The use of embryonic stem cells or induced pluripotent stem cells might be another source of gametes but it is still questionable whether these cells would be able to cope with complex mechanisms involved in genomic imprinting and epigenetic procedures [ 10, 34, 35].

Allografting and xenotransplantation

Transplantation of ovarian tissue between two different individuals—under caution of compatibility also applying to transplantation of other organs—could be another potential option to regain ovarian function and possibly natural conception. This procedure has been performed between two sisters and led to the first published live birth after allografting ovarian tissue [ 36]. Another option to minimize the risk of transplanting malignant cells would be the xenotransplantation of cryopreserved tissue into another species in order to maturate oocytes and to transfer them to patients after fertilization [ 37].

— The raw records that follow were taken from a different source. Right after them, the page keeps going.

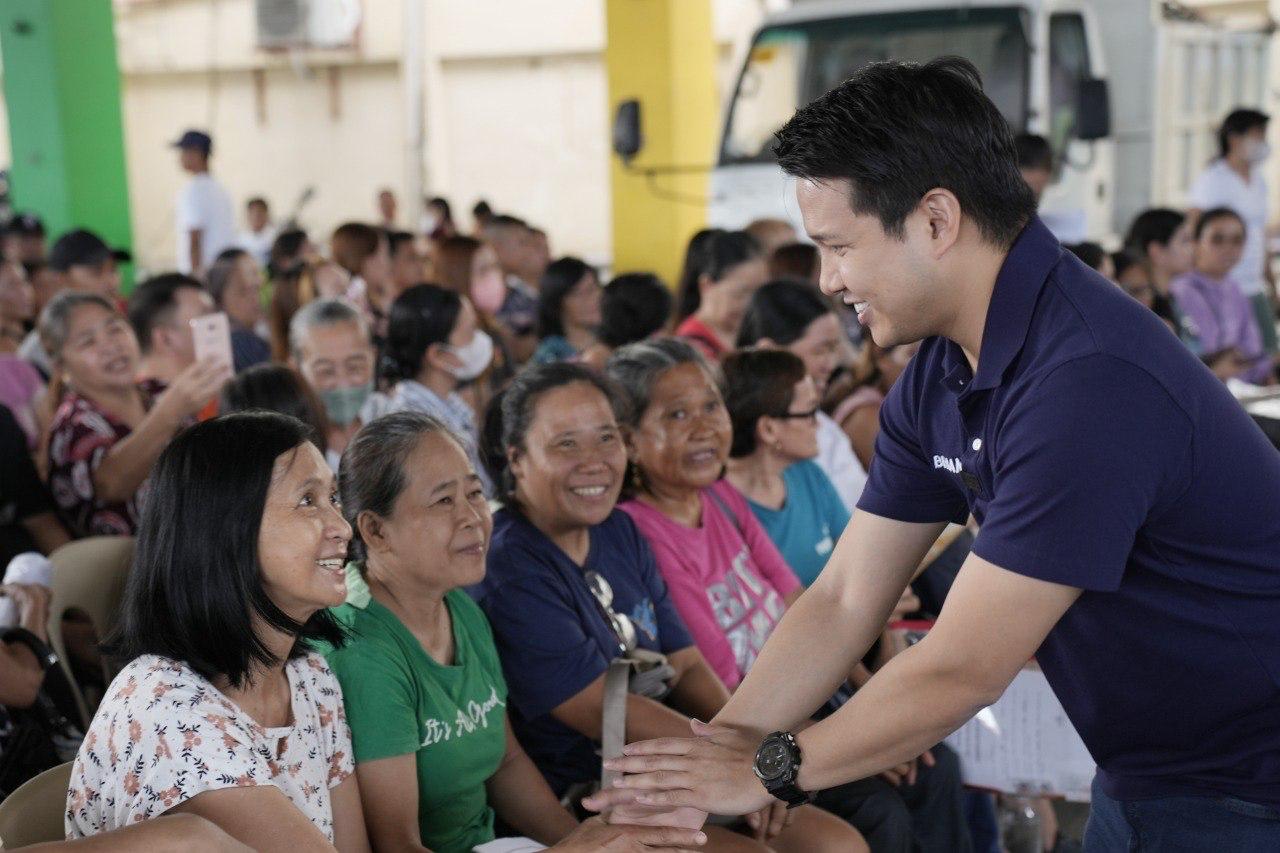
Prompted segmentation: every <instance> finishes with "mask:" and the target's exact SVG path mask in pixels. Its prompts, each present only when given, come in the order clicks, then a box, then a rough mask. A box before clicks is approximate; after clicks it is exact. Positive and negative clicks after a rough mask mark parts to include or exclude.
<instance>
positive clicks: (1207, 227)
mask: <svg viewBox="0 0 1280 853" xmlns="http://www.w3.org/2000/svg"><path fill="white" fill-rule="evenodd" d="M1219 219H1234V220H1236V222H1238V223H1240V224H1242V225H1244V218H1243V216H1240V214H1238V213H1235V211H1234V210H1231V209H1230V207H1210V209H1208V210H1206V211H1204V213H1202V214H1201V215H1199V219H1197V220H1196V240H1199V238H1201V236H1202V234H1203V233H1204V229H1206V228H1208V227H1210V225H1211V224H1213V223H1215V222H1217V220H1219ZM1245 228H1247V227H1245Z"/></svg>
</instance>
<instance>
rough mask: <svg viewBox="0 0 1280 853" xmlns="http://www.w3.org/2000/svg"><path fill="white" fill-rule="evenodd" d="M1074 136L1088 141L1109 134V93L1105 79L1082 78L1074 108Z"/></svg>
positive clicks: (1110, 101) (1096, 138) (1110, 122)
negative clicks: (1078, 97) (1074, 123)
mask: <svg viewBox="0 0 1280 853" xmlns="http://www.w3.org/2000/svg"><path fill="white" fill-rule="evenodd" d="M1075 136H1076V138H1079V140H1084V141H1085V142H1089V141H1092V140H1102V138H1106V137H1108V136H1111V93H1110V91H1108V90H1107V81H1105V79H1100V78H1093V79H1082V81H1080V88H1079V101H1078V104H1076V110H1075Z"/></svg>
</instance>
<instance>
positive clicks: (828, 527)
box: [722, 350, 849, 587]
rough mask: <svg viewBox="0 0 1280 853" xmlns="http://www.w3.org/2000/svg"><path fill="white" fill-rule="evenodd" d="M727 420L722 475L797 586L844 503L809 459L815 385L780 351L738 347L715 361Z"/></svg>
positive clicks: (842, 531)
mask: <svg viewBox="0 0 1280 853" xmlns="http://www.w3.org/2000/svg"><path fill="white" fill-rule="evenodd" d="M722 369H723V371H724V380H723V388H724V405H726V406H727V407H728V418H730V423H731V424H732V427H733V441H732V443H731V444H730V452H728V455H730V460H728V471H727V473H726V475H724V476H726V479H727V480H728V482H730V483H732V484H733V485H735V487H736V488H737V491H739V492H741V493H742V496H744V497H745V498H746V502H748V505H750V507H751V514H753V515H755V517H756V519H758V520H759V521H760V524H762V525H763V526H764V530H765V533H768V534H769V539H772V540H773V544H776V546H777V547H778V551H781V552H782V557H783V558H785V560H786V561H787V565H788V566H791V570H792V571H795V573H796V576H797V578H800V583H803V584H804V585H805V587H808V585H809V584H812V583H813V581H814V580H817V578H818V573H819V571H822V567H823V566H826V565H827V557H829V556H831V551H832V548H833V547H835V544H836V539H838V538H840V534H841V533H844V530H845V525H846V524H849V510H846V508H845V505H844V503H842V502H841V500H840V496H838V494H837V493H836V487H835V485H832V484H831V480H829V479H827V475H826V474H824V473H823V471H822V469H820V467H818V464H817V462H814V461H813V459H814V457H815V456H817V455H818V418H817V415H818V402H819V401H818V388H817V387H815V386H814V382H813V379H812V378H810V377H809V375H808V373H806V371H805V365H804V361H801V360H800V359H799V357H797V356H795V355H792V353H790V352H787V351H786V350H745V351H742V352H736V353H733V355H731V356H730V357H728V359H726V360H724V362H723V364H722Z"/></svg>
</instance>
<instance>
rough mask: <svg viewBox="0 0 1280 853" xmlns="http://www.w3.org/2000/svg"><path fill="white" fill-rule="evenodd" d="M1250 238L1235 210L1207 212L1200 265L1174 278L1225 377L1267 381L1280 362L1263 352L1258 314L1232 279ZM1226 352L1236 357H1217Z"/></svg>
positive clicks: (1265, 383) (1198, 244) (1202, 228)
mask: <svg viewBox="0 0 1280 853" xmlns="http://www.w3.org/2000/svg"><path fill="white" fill-rule="evenodd" d="M1244 242H1245V236H1244V220H1242V219H1240V216H1239V215H1238V214H1236V213H1235V211H1234V210H1230V209H1228V207H1215V209H1212V210H1206V211H1204V213H1202V214H1201V216H1199V219H1198V220H1197V222H1196V268H1194V269H1193V270H1192V272H1190V273H1187V274H1185V275H1181V277H1179V278H1175V279H1174V283H1172V293H1174V298H1176V300H1178V307H1179V309H1181V311H1183V315H1184V316H1185V318H1187V321H1188V323H1189V324H1190V325H1193V327H1194V328H1196V336H1197V338H1198V339H1199V342H1201V347H1203V351H1204V353H1206V356H1207V357H1208V359H1210V360H1211V361H1215V362H1216V365H1217V366H1216V368H1215V373H1216V374H1217V375H1219V377H1220V378H1222V379H1228V378H1231V377H1239V378H1240V379H1244V380H1245V382H1252V383H1254V384H1258V386H1266V384H1271V383H1272V382H1274V380H1275V364H1276V362H1275V360H1274V359H1272V357H1270V356H1267V355H1266V353H1265V352H1263V351H1262V336H1261V333H1260V332H1258V323H1257V318H1256V316H1254V315H1253V309H1252V307H1251V306H1249V301H1248V298H1247V297H1245V296H1244V295H1243V293H1242V292H1240V287H1239V286H1238V284H1236V283H1235V279H1234V278H1231V270H1233V269H1235V266H1236V265H1238V264H1239V260H1240V252H1242V251H1243V247H1244ZM1220 352H1230V356H1229V357H1222V359H1213V357H1212V356H1213V353H1220Z"/></svg>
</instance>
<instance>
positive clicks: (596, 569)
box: [481, 345, 865, 852]
mask: <svg viewBox="0 0 1280 853" xmlns="http://www.w3.org/2000/svg"><path fill="white" fill-rule="evenodd" d="M682 346H686V347H687V345H682ZM500 405H502V442H500V443H502V447H503V450H504V455H506V470H504V471H503V473H502V476H500V478H497V476H495V479H500V482H502V487H500V489H502V492H503V494H504V500H506V505H507V506H506V507H504V508H503V510H500V511H499V512H498V514H497V515H495V517H494V534H493V546H492V548H490V551H489V560H488V574H486V578H485V581H484V584H483V596H481V606H483V607H484V608H485V611H486V613H488V616H489V621H490V624H492V625H493V631H494V638H495V640H497V644H498V651H499V654H500V657H502V662H503V671H504V674H506V680H507V685H508V688H509V694H508V702H509V708H511V716H512V722H513V725H515V727H516V731H517V734H518V736H520V740H521V743H522V744H524V747H525V749H527V751H529V756H530V757H531V758H532V760H534V762H535V763H536V765H538V767H539V768H540V770H541V771H543V775H544V776H547V780H548V781H549V783H550V785H552V789H553V790H554V792H556V793H557V794H561V795H564V794H568V793H571V792H575V790H577V789H581V788H582V786H584V785H585V784H586V783H590V781H593V780H595V779H598V777H599V774H600V758H599V756H598V754H596V745H598V743H599V740H600V738H602V726H603V708H604V680H605V672H607V670H608V667H609V662H611V661H612V660H614V658H617V657H625V656H635V654H636V653H637V651H643V652H649V653H659V654H664V656H666V665H667V667H669V669H666V670H663V669H662V667H659V669H655V670H650V671H649V674H646V675H648V678H645V676H640V678H635V679H632V692H631V693H628V694H627V701H626V716H627V719H626V739H627V740H628V742H630V740H644V739H649V738H663V736H687V734H689V730H690V717H698V719H701V720H708V719H710V715H714V713H717V712H718V711H719V708H721V707H722V706H723V704H724V702H727V701H728V693H727V692H726V689H724V685H723V684H722V683H721V680H719V679H717V678H716V675H714V672H713V671H712V669H710V667H709V666H708V663H707V661H705V660H704V657H703V654H701V653H700V652H699V651H698V647H696V646H695V644H694V642H692V640H691V639H690V635H689V631H687V630H686V629H685V626H684V624H682V622H681V620H680V616H678V615H677V612H676V608H675V606H673V605H672V601H671V598H669V596H668V593H667V588H666V585H664V584H663V581H662V579H660V576H659V574H658V569H657V566H655V565H654V557H653V553H652V551H650V549H649V547H648V546H646V544H645V540H644V538H643V537H641V535H640V533H639V532H637V530H636V526H635V524H634V523H632V521H631V519H630V517H628V516H627V515H626V514H623V512H620V511H617V510H616V508H614V505H616V502H617V500H618V494H620V492H621V489H622V480H623V475H625V471H626V461H627V460H626V450H625V447H623V441H622V435H621V432H620V427H618V419H617V409H618V406H620V400H618V394H617V392H616V391H614V389H613V387H612V386H611V384H609V383H607V382H605V380H604V379H602V378H600V377H599V375H598V374H595V373H593V371H591V370H589V369H588V368H584V366H582V365H577V364H568V362H559V364H549V365H540V366H535V368H531V369H527V370H525V371H524V373H521V374H520V375H518V377H516V379H515V382H513V383H512V386H511V387H509V388H508V389H507V391H506V393H504V394H503V397H502V403H500ZM765 812H767V815H756V816H753V817H751V818H750V821H749V822H750V829H751V830H754V834H755V836H756V839H758V840H756V839H751V838H746V836H744V835H740V834H735V833H733V831H731V830H728V829H724V827H716V826H713V827H709V829H708V830H707V836H708V847H707V849H712V850H764V849H774V850H797V852H799V850H859V849H865V847H864V845H863V844H861V839H860V838H859V836H858V835H856V833H855V831H854V830H852V829H851V827H849V826H847V825H845V824H842V822H841V821H838V820H837V818H835V817H832V816H831V815H827V813H823V812H820V811H818V809H815V808H800V809H795V811H794V812H792V813H791V817H794V818H795V821H794V824H792V825H791V826H788V827H786V829H783V825H785V822H786V815H785V813H783V809H765ZM767 839H768V840H767ZM765 840H767V847H765Z"/></svg>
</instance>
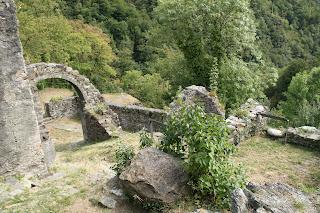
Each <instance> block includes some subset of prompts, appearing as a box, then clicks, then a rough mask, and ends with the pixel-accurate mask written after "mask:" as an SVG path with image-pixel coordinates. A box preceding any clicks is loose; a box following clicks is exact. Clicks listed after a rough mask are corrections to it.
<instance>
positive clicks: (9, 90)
mask: <svg viewBox="0 0 320 213" xmlns="http://www.w3.org/2000/svg"><path fill="white" fill-rule="evenodd" d="M17 26H18V24H17V19H16V8H15V5H14V3H13V1H12V0H0V175H11V174H17V173H20V172H21V173H36V174H44V173H46V172H47V168H46V165H45V162H44V154H43V150H42V147H41V140H40V131H39V126H38V123H37V116H36V112H35V109H34V102H33V98H32V95H31V89H30V84H29V81H28V80H27V76H26V69H25V64H24V60H23V54H22V48H21V43H20V40H19V37H18V29H17Z"/></svg>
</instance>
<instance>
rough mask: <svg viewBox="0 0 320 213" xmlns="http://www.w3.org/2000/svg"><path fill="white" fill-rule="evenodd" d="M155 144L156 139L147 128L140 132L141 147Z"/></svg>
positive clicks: (141, 148)
mask: <svg viewBox="0 0 320 213" xmlns="http://www.w3.org/2000/svg"><path fill="white" fill-rule="evenodd" d="M153 144H154V139H153V138H152V136H151V134H150V133H148V132H147V131H146V130H142V131H141V133H140V149H143V148H146V147H150V146H152V145H153Z"/></svg>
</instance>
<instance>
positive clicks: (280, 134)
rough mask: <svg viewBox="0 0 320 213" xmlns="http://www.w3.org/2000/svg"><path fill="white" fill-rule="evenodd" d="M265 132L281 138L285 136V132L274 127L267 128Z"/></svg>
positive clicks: (282, 137)
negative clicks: (283, 131)
mask: <svg viewBox="0 0 320 213" xmlns="http://www.w3.org/2000/svg"><path fill="white" fill-rule="evenodd" d="M267 133H268V135H269V136H271V137H274V138H283V137H284V136H285V133H284V132H283V131H281V130H279V129H274V128H268V129H267Z"/></svg>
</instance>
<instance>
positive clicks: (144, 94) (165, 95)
mask: <svg viewBox="0 0 320 213" xmlns="http://www.w3.org/2000/svg"><path fill="white" fill-rule="evenodd" d="M121 80H122V84H123V86H122V87H123V89H124V90H125V91H126V92H128V93H129V94H131V95H133V96H134V97H136V98H138V99H139V100H141V101H142V102H143V103H144V104H146V106H149V107H157V108H162V107H164V106H165V105H166V104H167V103H166V101H167V99H168V97H169V90H170V85H169V82H168V81H165V80H163V79H162V78H161V76H160V75H159V74H157V73H155V74H146V75H143V74H142V72H140V71H136V70H133V71H128V72H126V74H125V75H124V76H123V77H122V79H121Z"/></svg>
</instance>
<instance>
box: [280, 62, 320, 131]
mask: <svg viewBox="0 0 320 213" xmlns="http://www.w3.org/2000/svg"><path fill="white" fill-rule="evenodd" d="M285 95H286V99H287V100H286V101H284V102H282V103H281V104H280V109H281V110H282V111H283V114H284V115H285V116H286V117H287V118H288V119H289V120H290V125H293V126H303V125H309V126H315V127H319V128H320V67H318V68H314V69H312V70H311V71H304V72H301V73H299V74H297V75H296V76H295V77H293V79H292V81H291V83H290V86H289V88H288V91H287V92H286V93H285Z"/></svg>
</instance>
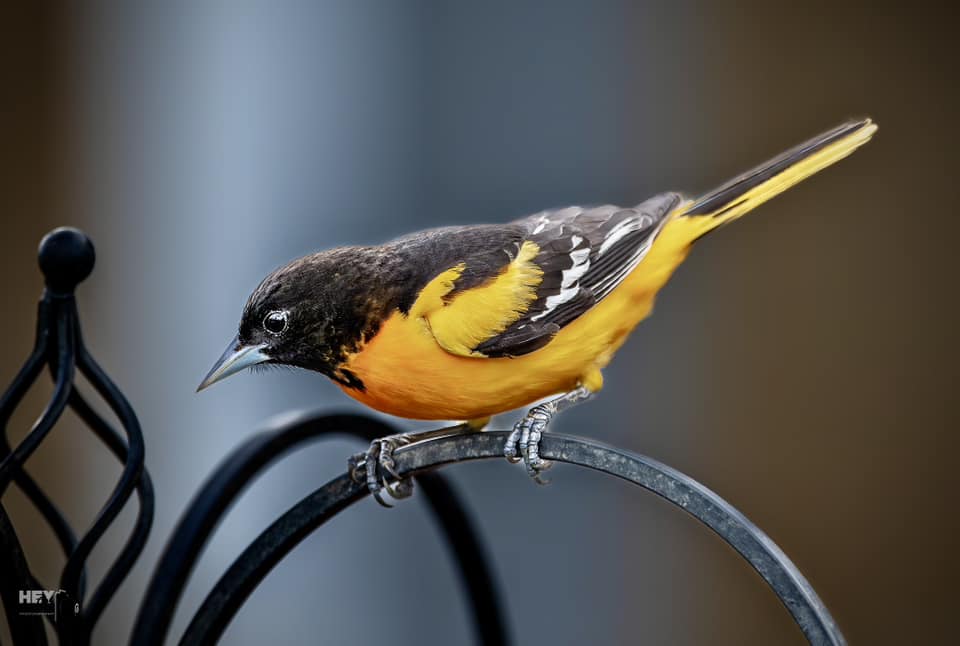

Further indications for fertility preservation

Autoimmune diseases which might require cytotoxic therapy like systemic lupus erythematosus are further indications for fertility preservation procedures. Furthermore, genetic predispositions like Turner syndrome can lead to premature ovarian failure. In these women procedures could be offered before the ovarian reserve is diminished. Due to the rapid advancements in improving techniques, it is assumable that more options will soon be available for prepuberal girls. Before surgery including the resection of ovarian tissue in patients with endometriosis, women could be counselled about fertility preservation techniques. In addition, the demand for cryopreservation of oocytes or ovarian tissue by trans*persons before the start of hormone therapy is increasing.
Take home message
  • Gonadoprotective agents aim to prevent the chemotherapy-induced loss of follicles mainly by anti-apoptotic characteristics or prevention of follicle activation.
  • Increasing follicular survival after implantation of the frozen–thawed ovarian tissue can possibly be achieved by co-administration of different substances like VEGF, S1P or with an extracellular matrix.
  • The risk of re-seeding malignant cells after frozen–thawed ovarian tissue transplantation might be minimized by in vitro growth and maturation of primordial follicles and oocytes or generation of an artificial ovary.
  • However, it remains to be confirmed that in vitro maturated oocytes are competent to complete maturation processes and genomic imprinting procedures and safe for clinical implications.

Conflict of interest

B. Böttcher and K. Winkler-Crepaz declare that they have no competing interests.